Murat me mira pensativo.
– Tienes razón, no se me había ocurrido -admite, molesto de que lo haya pillado en falta. Se acerca al policía e intercambian algunas palabras-. El único rum es el guarda de la escuela primaria. La escuela cerró hace años, pero queda un viejo portero que cuida de las instalaciones.
– ¿No podríamos hacerle algunas preguntas?
– Vamos, no está lejos. -Se detiene y me mira-. Las preguntas las haré yo -puntualiza-. Y no empecéis a hablar en griego entre vosotros.
– De acuerdo, ya me lo advirtió mi superior y me lo reiteró el tuyo. Los interrogatorios los hacéis vosotros. No hace falta que me lo recuerdes, como un reloj que suena cada media hora.
– Okey, okey, don't be angry - contesta y me da una palmadita en la espalda.

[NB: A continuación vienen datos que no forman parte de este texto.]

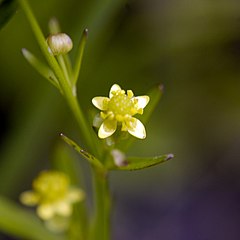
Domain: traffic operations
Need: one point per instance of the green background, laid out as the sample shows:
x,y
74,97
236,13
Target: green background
x,y
193,49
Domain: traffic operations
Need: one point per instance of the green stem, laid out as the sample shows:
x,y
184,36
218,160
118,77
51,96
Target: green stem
x,y
67,90
102,196
101,221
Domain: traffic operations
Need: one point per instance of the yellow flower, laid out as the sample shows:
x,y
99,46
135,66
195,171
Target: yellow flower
x,y
120,108
52,194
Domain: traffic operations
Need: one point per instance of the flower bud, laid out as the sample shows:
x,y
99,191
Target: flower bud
x,y
59,43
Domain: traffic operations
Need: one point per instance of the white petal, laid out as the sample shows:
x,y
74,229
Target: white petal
x,y
100,102
45,211
138,130
114,88
142,101
107,128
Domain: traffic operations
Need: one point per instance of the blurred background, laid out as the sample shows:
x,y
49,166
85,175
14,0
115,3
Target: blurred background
x,y
193,49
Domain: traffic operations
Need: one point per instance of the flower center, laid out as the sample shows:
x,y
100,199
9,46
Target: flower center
x,y
121,104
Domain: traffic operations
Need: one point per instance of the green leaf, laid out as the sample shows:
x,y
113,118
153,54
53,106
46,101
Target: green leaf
x,y
40,67
155,95
90,158
18,222
7,9
79,57
65,161
138,163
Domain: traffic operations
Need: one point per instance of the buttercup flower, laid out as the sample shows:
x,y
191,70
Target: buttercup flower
x,y
120,108
52,194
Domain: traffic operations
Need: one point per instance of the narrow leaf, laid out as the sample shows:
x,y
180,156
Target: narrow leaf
x,y
155,95
18,222
136,163
79,57
40,67
7,9
90,158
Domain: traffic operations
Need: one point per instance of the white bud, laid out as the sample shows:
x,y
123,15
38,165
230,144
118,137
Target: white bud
x,y
59,43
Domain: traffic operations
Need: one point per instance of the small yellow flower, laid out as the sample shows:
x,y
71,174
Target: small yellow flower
x,y
52,194
120,107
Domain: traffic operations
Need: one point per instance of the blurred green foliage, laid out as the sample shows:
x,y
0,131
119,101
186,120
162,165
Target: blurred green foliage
x,y
192,47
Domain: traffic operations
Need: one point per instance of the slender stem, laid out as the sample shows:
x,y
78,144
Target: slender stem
x,y
102,196
64,68
101,221
67,90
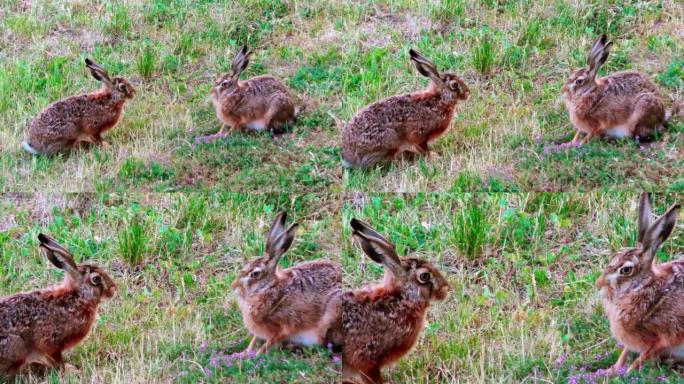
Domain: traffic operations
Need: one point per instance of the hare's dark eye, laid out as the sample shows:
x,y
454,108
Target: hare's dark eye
x,y
453,86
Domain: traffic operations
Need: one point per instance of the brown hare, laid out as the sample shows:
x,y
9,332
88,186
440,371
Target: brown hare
x,y
643,299
260,103
378,324
79,119
285,304
388,127
624,104
37,327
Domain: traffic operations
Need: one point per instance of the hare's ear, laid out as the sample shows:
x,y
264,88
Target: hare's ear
x,y
59,256
279,240
598,54
658,232
378,248
240,62
99,73
425,66
645,217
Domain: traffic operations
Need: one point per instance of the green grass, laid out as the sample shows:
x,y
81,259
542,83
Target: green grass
x,y
174,221
515,56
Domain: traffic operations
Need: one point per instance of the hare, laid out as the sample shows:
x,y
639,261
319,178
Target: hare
x,y
376,325
289,304
259,103
624,104
38,326
403,123
77,119
643,299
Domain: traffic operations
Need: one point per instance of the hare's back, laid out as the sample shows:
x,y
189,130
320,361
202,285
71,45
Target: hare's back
x,y
315,276
265,86
629,83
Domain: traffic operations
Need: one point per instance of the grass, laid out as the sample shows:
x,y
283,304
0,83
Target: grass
x,y
173,258
174,221
515,56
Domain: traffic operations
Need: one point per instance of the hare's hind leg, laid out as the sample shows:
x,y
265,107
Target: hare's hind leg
x,y
649,114
280,112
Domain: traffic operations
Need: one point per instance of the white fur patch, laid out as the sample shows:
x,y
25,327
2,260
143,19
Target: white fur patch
x,y
306,338
676,352
28,148
619,131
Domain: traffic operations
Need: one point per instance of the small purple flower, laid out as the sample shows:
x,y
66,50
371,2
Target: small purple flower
x,y
560,361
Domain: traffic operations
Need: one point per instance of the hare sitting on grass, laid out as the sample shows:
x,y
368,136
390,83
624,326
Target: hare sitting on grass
x,y
37,327
78,119
260,103
285,304
624,104
378,324
388,127
644,300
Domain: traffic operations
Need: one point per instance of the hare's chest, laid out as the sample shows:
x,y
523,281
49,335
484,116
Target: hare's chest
x,y
631,341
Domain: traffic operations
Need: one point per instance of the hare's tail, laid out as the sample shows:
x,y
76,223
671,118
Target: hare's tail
x,y
28,148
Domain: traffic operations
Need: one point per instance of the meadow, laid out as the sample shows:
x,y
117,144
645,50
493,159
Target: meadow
x,y
520,228
337,57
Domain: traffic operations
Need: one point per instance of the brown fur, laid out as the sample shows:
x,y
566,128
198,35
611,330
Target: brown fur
x,y
625,104
376,325
642,299
403,123
277,305
262,102
37,327
71,121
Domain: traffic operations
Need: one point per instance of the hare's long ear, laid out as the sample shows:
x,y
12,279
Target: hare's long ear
x,y
658,232
378,248
425,67
645,217
99,73
598,54
279,240
59,256
240,62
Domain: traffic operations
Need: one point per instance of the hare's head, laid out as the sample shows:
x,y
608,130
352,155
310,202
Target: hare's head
x,y
632,265
417,279
259,273
448,84
118,87
228,82
93,282
583,80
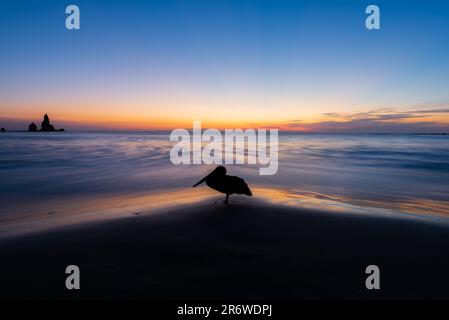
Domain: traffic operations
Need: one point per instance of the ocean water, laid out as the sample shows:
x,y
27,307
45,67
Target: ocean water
x,y
62,175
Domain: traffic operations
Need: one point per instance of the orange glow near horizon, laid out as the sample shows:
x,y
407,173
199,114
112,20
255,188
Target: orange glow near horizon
x,y
167,117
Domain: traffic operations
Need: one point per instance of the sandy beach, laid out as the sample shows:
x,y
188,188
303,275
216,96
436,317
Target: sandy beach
x,y
246,250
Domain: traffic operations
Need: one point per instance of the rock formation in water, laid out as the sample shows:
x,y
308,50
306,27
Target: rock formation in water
x,y
47,126
32,127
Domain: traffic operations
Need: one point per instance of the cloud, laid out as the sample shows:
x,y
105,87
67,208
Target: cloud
x,y
385,120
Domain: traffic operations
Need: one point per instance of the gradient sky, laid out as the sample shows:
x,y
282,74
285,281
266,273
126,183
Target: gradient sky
x,y
298,65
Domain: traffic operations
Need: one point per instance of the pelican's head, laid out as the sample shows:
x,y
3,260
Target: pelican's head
x,y
218,171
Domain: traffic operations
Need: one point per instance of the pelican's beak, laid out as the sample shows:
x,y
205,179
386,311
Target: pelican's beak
x,y
200,182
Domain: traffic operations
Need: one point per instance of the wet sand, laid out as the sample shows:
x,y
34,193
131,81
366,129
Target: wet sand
x,y
241,251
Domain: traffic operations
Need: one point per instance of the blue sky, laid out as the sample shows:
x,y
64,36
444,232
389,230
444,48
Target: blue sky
x,y
267,61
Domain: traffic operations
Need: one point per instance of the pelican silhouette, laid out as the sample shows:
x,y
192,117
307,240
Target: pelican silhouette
x,y
220,181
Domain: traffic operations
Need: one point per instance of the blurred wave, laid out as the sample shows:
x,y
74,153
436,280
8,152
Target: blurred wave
x,y
407,173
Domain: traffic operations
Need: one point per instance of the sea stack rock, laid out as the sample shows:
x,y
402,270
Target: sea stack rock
x,y
32,127
46,125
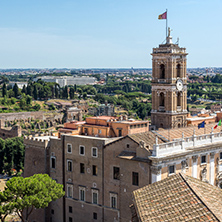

Pero yo ya estoy mosqueado.
– La escuela primaria de los rum está en la avenida principal -explica Murat. Y añade riendo-: Como ves, los rum eran ricos, elegían los mejores colegios, las mejores casas, las mejores residencias de verano.
Puede que tenga razón, pero el barrio es antiguo y lo que antaño era la avenida principal es hoy una calle estrecha donde los coches se atascan y los conductores se insultan y pitan con el mismo odio que en Atenas.
La escuela, un edificio de dos plantas, es de madera, tiene un frontón triangular y tejas, y está pintada de un blanco impecable. La planta superior dispone del inevitable balcón que lucen todos los edificios de madera de la ciudad. Delante de la ventana central ondea la bandera turca. La verja de la entrada está cerrada y reforzada desde dentro con una plancha metálica, para evitar las miradas indiscretas de los transeúntes.
Murat deja atrás la entrada y aparca delante de una tienda de frutos secos. Un poco más allá, delante de otra tienda que vende sábanas y toallas, dos tipos juegan al tavli [11] Lo único agradable en esta calle inhóspita son las dos acacias gigantescas que crecen en el patio de la escuela.
Murat llama al timbre, pero nadie se toma la molestia de abrir. Vuelve a intentarlo, aunque, transcurrido un tiempo razonable de espera, el resultado es el mismo. El agente que nos acompaña se acerca a Murat y le susurra algo al tiempo que señala la esquina de la calle.
– This way - me dice Murat y se adelanta.
Entramos en un callejón estrecho y, a mano derecha, encontramos otra puerta de hierro, también cerrada a cal y canto. En esta ocasión Murat golpea la plancha de hierro con el puño. Le responde el mismo silencio que en la verja principal, pero ahora Murat sigue golpeando. Su insistencia surte efecto, porque en el interior se oye una voz hablando en turco al tiempo que alguien empieza a girar la llave en la cerradura. Por una rendija asoma la cabeza de un hombre septuagenario que nos mira con extrañeza. De la respuesta de Murat a la pregunta que le hace el viejo sólo entiendo la palabra pólice. El resto se me escapa, aunque parece haber sido bastante convincente, porque el viejo se aparta y nos deja pasar.